Interview with Gina Pascual, MSW, PPSC on Medical Social Work

About Gina Pascual, MSW: Gina Pascual is an Integrated Behavioral Health Clinician at La Clinica, Inc., where she works with clients ages 12 to 25, providing short term therapeutic services, referrals, crisis interventions, and support. Prior to working at La Clinica, Inc., Ms. Pascual completed two internships through her MSW program–one at the University of California, San Francisco (UCSF) in the Pediatric and Adolescent Outpatient Department, and one with San Francisco Unified School District. During her MSW Program, she also worked as a Graduate Student Researcher at the UC Berkeley Center for Social Services Research, where she co-authored a scholarly journal article about subsidized employment programs to be published in Families in Society.
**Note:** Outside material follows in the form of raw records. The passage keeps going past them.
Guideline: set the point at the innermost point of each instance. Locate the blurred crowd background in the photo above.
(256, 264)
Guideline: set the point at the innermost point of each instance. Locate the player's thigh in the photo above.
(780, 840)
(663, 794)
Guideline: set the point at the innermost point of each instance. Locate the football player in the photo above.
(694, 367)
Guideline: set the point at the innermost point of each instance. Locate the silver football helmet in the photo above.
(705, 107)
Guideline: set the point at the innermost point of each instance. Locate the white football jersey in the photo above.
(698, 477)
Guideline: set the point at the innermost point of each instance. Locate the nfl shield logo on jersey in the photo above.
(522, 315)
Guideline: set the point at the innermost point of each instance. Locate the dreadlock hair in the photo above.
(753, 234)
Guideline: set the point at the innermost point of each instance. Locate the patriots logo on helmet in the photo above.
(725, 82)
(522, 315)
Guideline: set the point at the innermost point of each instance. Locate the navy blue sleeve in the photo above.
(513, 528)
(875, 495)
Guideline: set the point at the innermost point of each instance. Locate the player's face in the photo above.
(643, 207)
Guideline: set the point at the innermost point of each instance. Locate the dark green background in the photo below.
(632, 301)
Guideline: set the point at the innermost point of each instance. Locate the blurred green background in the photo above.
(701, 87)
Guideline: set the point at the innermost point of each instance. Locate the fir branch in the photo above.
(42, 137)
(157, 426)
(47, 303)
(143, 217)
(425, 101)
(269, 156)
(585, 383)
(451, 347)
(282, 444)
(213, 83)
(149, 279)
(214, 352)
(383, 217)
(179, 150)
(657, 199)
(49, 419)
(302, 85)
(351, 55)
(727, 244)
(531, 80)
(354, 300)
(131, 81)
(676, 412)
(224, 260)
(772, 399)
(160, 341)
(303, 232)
Ms. Pascual completed her Bachelor of Arts in Psychology from the University of California, Davis, and earned her MSW from UC Berkeley in the Children and Family Concentration in 2013. She has also earned her PPSC credential. During her MSW, she was also awarded the FLAS (Foreign Language and Area Studies) Fellowship in 2013, which included a stipend for advanced foreign language studies in the county or institution of her choice. Gina Pascual was compensated to participate in this interview.

[] Could you please describe your current role as an Integrated Behavioral Health Clinician at La Clinica Inc.?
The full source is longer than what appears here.